Mereke hanya diam. Marni semakin terisak  dalam tangisnya.

...

  Aku segera pamit pulang, setelah mereka agak sedikit tenang. Aku telah mengantarkan mereka selamat sampai rumah.

"Sayang. Jangan putus harapan. Semua sudah di tentukan. Teruslah berdoa. Mas akan coba bicara baik-baik dengan Mama. Jangan bersedih hati ya."

"Maafkan Bapak ya, Mas."

"Allah sudah memaafkannya. Jangan lagi buka aib nya. Jika tadi harus membuka aib itu, semua karena dia sayang kamu. Jangan marah padanya."

"Mas, masih mau menerimaku?"

"Kenapa tidak? Sama sekali tak berkurang niat ini, untuk menghalalkanmu segera. Hanya butuh waktu. Jika minggu depan kita batal menikah, bersabarlah. Hanya akan tertunda saja. Mas janji."

"Maafkan orang tua, Marni. Sumpah, Marni juga baru tau hal ini."

"Sthhhhhh, jangan meminta maaf untuk mereka. Buatku, Bapak adalah sosok lelaki hebat! Gentle mau jujur, demi masa depanmu. Bapak kereeeeeennnnnnnnnnnn abis pokoknya. Love him fulll deh."

"Ih...." Marni tersenyum. Aku colek pipinya yang memerah.

"Mas pamit dulu ya. Salam buat Bapak ama Ibu. Nanti Mas kabari lagi secepatnya."

"Iya sayang."

Tak ada kecupan. Aku hanya mengusap kepalanya yang tertutup hijab. Aku segera berlalu.

...

  Aku mengemudikan pelan, mobilku. Otakku berfikir keras, bagaimana caraku berbicara pada Mama. Aku tak yakin, bisa menaklukan kekerasan hatinya dengan mudah. Butuh waktu yang sangat lama, ketika aku berjuang untuk mendapatkan restunya, meminang Marni. Dan sekarang, aku harus berjuang kembali, untuk meyakinkannya, bahwa aku akan menikahi wanita yang tepat, untuk kujadikan sebagai pendamping hidupku.

Otakku terus berputar.

'Kringgggggg kriinggggggggg' ponselku berdering dari dalam saku kemejaku. Aku segera menepikan mobilku, untuk menerima panggilannya. Si Reno, tampak dilayar ponselku memanggil.

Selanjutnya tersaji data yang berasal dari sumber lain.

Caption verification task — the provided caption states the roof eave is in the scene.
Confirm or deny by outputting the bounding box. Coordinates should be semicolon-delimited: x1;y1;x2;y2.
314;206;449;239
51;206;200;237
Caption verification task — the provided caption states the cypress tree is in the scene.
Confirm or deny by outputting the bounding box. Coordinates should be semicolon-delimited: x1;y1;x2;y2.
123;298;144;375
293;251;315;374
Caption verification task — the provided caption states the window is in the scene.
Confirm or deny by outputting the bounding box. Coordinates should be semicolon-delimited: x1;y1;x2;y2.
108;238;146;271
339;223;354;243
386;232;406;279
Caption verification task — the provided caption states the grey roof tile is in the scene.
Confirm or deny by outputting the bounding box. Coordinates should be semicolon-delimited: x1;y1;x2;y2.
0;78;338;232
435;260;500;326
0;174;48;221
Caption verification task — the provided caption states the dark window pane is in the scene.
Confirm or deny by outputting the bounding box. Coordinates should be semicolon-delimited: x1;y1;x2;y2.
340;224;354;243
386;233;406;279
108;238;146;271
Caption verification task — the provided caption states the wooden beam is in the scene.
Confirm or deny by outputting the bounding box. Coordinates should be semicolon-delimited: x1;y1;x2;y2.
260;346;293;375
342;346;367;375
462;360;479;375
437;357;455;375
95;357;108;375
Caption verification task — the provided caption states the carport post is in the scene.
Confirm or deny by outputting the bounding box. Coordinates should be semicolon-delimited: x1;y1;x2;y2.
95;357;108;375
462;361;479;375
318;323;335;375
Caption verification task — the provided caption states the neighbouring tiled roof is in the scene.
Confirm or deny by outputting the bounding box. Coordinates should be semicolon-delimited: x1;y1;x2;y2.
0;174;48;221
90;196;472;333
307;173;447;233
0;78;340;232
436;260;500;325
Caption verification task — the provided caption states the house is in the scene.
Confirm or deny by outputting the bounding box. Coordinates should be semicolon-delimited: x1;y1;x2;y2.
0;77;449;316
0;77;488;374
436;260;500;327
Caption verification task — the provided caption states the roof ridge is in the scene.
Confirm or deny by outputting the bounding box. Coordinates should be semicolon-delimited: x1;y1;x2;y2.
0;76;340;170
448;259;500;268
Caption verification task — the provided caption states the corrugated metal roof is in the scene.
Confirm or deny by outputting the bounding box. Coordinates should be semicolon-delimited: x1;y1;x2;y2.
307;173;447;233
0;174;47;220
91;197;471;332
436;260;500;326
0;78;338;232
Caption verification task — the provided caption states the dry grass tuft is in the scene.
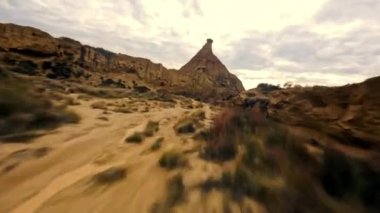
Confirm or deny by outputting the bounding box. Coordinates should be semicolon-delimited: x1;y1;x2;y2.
159;151;187;170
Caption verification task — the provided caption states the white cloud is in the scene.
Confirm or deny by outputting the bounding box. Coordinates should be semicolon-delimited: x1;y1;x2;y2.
0;0;380;88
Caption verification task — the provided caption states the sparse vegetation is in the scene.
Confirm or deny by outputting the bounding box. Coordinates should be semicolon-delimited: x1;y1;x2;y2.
166;174;185;206
159;151;187;170
257;83;281;93
174;110;205;134
174;119;195;134
201;109;256;160
143;121;159;137
125;132;145;143
112;107;132;113
200;107;380;212
0;73;80;139
150;137;164;151
93;167;127;185
91;101;107;109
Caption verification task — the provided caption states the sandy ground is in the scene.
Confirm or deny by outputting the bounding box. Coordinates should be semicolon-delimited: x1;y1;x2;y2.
0;96;260;213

"Iya. Hallo Ren. Ada apa bro."

"Woyyy, gadis malangmu, melahirkan bayinya semalam."

"Ah yang bener? Alhamdulillah. Bagaimana keadaanya sekarang?"

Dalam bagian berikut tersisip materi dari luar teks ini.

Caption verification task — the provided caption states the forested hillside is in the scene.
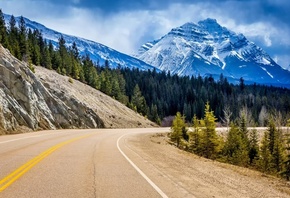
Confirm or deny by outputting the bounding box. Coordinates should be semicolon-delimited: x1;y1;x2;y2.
0;11;290;126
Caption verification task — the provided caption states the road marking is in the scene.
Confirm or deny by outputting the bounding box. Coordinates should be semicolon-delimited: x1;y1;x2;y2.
117;133;168;198
0;134;51;144
0;134;91;192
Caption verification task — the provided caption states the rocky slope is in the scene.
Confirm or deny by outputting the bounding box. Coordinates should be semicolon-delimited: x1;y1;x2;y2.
0;46;153;134
35;67;156;128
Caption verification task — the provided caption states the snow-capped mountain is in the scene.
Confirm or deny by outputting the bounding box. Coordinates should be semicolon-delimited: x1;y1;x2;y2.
137;19;290;86
4;14;158;70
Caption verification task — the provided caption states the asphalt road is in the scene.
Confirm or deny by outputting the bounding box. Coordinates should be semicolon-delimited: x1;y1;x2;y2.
0;128;290;198
0;128;169;198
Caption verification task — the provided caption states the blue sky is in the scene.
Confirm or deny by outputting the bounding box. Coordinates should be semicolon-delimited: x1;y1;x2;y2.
0;0;290;69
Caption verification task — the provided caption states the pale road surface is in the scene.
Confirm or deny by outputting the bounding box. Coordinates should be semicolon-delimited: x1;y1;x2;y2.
0;128;289;198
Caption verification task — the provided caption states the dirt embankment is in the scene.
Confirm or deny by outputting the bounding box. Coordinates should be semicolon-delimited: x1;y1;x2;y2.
128;134;290;198
35;67;157;128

"Mereka sehat. Ada kemajuan bro. Dia sudah bisa diajak komunikasi."

"Alhamdulillah. Siapa namanya?"

"Malika."

"Ah, syukurlah. Terimakasih banyak. Seneng banget denger kabar ini. Bisa elo kirimkan gue, foto mereka gak bro."

"Siap. Abis ini gue kirimin. Cantik bayinya.  Gemesin pokoknya."

"Jangan bilang, elo mau jadi bapaknya ya?"

"Hahhahaha, kalau jodoh, kenapa tidak? Daripada jomblo seumur hidup gue."

"Wkwkkwkwkkwk, pasrah amat lo."

"Ya enggak gitu juga kali, Dar. Manusia mana yang bercita-cita jadi orang gila. Itu bagian dari ujian hidup dia. Misal emang jodoh gue itu si Malika. Gue gak nolak kok. Dia kece bingit pokoknya sekarang. Bersih, nampak sangat cantik. Aura keibuaan nya muncul."

"Subhanallah...."

"Kalau ada waktu luang. Mampirlah kesini. Tengok dia."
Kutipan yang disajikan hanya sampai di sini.